|Climate/Terrain:||Sandy wastes, stony barrens, and rocky badlands|
|Armor Class:||-2 shell, 8 underbelly|
|No. of Attacks:||3|
|Special Attacks:||Tethered darts|
|Special Defenses:||Camouflage, withdrawal|
|Size:||M (6’ long)|
At first glance a cha’thrang appears to be a patch of broken bamboo – until it moves.
The cha’thrang is a tortoise-shaped creature with a multitude of short, reed-like appendages protruding from its shell. Dirty brown in color, the cha’thrang is frequently mistaken for a patch of dead plant growth. It has four strong limbs and curved foreclaws for digging and hugging the ground. The protrusions on the cha’thrang’s shell are actually hollow, bone-like appendages. The creature secretes an alkaline lime from its back that creates its shell, which grows in size with the creature. A thin, sinewy fiber is also produced that enables the creature to adhere to the underside of the shell.
Combat: The cha’thrang will lie motionless for several hours until a low-flying creature passes overhead. While waiting, the cha’thrang forces an air pocket between its body and its shell. When an appropriate target flies within 50 yards, it expels that air up through the hollow, bone protrusions with a tremendous blast and “fires” tethered, lime-coated projectiles at the flying creature. While many are fired at once, only one projectile can hit the target, and if it does, it inflicts 1d6 damage. On a successful hit, the target must save vs poison to avoid the toxic effect of the lime on the tethers. (The lime is poison type A and does 15 points of damage if the save versus poison fails; no poison damage is taken if the save is successful.) The poison takes 10-30 rounds to take effect. Meanwhile, the victim is locked in a battle of strength against the cha’thrang to remain aloft. The cha’thrang immediately begins to dig into the ground to keep from being pulled or dragged by its flying prey. The sinewy tethers are very tough to break. (Successful bend bars/lift gates to break; for other creatures, huge and gargantuan flyers can break it automatically, man-sized can break it with a successful save versus paralyzation, and smaller flyers cannot break it.) Having tethered its prey, the cha’thrang now waits patiently for its victim to tire and land. Once the target lands, the cha’thrang turns and crawls along its own cord toward the prey. Thus, even if the victim attempts to fly away again, it has less cord to use. Eventually the cha’thrang captures and rends the victim to pieces with its powerful jaws (1d12). The cha’thrang can fire darts 1d4 times per day. The tethered cord is broken and discarded after each firing.

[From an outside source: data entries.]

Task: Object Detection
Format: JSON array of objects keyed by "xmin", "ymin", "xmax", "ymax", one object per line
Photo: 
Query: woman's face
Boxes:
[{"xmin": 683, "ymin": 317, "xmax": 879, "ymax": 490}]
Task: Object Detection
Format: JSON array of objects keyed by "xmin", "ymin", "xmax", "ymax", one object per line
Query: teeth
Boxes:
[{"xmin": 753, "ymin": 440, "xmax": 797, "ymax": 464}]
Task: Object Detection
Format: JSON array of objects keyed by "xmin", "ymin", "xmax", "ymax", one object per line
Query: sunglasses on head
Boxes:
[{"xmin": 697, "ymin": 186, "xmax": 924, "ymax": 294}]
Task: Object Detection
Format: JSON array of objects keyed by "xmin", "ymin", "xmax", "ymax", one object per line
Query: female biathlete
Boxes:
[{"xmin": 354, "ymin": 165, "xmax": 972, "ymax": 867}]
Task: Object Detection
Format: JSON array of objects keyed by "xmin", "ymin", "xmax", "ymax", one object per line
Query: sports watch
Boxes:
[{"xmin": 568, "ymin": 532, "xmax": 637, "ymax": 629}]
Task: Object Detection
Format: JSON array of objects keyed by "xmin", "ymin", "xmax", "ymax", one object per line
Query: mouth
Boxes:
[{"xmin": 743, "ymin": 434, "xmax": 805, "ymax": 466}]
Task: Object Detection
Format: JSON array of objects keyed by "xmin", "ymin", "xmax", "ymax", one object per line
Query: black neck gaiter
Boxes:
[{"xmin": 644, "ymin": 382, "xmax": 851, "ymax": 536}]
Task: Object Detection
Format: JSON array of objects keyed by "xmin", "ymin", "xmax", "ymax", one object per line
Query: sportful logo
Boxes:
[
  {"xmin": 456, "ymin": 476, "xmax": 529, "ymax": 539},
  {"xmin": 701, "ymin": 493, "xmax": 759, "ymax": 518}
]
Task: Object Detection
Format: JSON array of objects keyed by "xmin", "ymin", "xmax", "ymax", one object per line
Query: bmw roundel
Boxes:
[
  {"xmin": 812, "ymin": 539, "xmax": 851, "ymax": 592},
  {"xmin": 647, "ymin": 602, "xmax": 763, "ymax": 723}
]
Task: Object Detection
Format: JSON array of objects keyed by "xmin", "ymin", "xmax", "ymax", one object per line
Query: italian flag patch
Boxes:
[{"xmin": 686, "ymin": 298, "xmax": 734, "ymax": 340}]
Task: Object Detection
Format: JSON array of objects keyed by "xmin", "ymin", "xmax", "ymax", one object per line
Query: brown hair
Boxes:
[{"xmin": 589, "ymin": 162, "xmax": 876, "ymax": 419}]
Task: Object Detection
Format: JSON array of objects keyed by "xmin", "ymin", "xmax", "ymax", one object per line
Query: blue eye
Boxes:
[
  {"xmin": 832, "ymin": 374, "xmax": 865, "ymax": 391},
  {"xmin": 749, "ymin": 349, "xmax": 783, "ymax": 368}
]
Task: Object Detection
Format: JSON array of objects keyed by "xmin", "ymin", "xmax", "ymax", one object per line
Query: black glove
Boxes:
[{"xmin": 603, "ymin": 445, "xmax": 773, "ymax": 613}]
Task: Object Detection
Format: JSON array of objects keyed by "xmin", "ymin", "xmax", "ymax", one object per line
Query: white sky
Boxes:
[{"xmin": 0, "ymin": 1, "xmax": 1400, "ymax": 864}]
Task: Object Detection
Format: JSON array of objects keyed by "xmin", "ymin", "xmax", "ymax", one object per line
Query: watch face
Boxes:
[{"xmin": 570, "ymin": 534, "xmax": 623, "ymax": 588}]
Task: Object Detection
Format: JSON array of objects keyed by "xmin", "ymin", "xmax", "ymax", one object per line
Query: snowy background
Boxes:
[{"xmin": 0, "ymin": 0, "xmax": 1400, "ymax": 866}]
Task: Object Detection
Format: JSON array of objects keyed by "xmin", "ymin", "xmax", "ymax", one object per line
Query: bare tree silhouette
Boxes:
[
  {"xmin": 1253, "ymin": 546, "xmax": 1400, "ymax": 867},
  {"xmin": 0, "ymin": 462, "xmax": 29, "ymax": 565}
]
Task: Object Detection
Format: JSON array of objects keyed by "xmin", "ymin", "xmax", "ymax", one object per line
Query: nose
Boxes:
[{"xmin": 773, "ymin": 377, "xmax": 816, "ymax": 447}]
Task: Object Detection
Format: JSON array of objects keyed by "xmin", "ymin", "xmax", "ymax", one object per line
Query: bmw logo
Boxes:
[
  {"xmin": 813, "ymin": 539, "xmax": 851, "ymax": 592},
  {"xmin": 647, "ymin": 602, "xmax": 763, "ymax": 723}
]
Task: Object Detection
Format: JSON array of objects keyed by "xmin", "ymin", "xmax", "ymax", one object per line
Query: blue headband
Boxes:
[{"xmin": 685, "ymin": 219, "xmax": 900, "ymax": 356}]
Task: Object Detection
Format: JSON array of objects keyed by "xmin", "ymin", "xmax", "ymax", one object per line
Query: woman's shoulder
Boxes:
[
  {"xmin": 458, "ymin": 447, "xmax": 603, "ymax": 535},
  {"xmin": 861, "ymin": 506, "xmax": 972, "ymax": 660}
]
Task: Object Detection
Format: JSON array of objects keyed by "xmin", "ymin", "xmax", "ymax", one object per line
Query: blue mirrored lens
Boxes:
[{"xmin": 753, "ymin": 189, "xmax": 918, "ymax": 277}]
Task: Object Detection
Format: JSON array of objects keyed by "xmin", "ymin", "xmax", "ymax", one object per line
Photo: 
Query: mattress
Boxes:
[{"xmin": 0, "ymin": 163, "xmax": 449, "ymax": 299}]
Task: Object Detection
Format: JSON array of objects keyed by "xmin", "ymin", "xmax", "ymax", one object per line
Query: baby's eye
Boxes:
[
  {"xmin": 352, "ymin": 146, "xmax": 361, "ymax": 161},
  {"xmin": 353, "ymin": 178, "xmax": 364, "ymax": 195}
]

Because the hollow spines of the cha’thrang point upwards, they have only their foreclaws (1d3), bite (1d12), and the protection of their shells to defend themselves against attacks from ground-dwelling creatures. For this and other reasons, the cha’thrang almost never travel alone.
Habitat/Society: Cha’thrang travel in clusters of three called trines. Trines are usually composed of two females and one male. They live in loose-knit extended families, adopting other cha’thrang that they meet, and later breaking off into trines. Cha’thrang have difficulty mating and often die in the process. A single female will lay a single clutch of 1-6 eggs each year. Small predators devour most of the offspring before they are old enough to defend themselves. Cha’thrang can live hundreds of years, but they are usually killed by hungry enemies.
Ecology: The sinewy cord the cha’thrang uses to tether its prey is highly sought after to make rope. A single, dry strand will easily hold 50 pounds of weight. By braiding several cords, a thin but very strong rope can be crafted. Discarded strands vary in length from 20-50 (1d4+1 ×10) yards each. Some desert traders will move between two or more separate trines of cha’thrang, collecting the spent cord.
Cha’thrang can be eaten if special care is taken in the preparation of the creature’s flesh. If lime from the shell undercoating is used to cover the meat, that meat can be preserved for weeks without fear of spoilage. However, great care must be exercised in washing and cleaning the meat before eating it to insure that all of the toxic lime has been removed.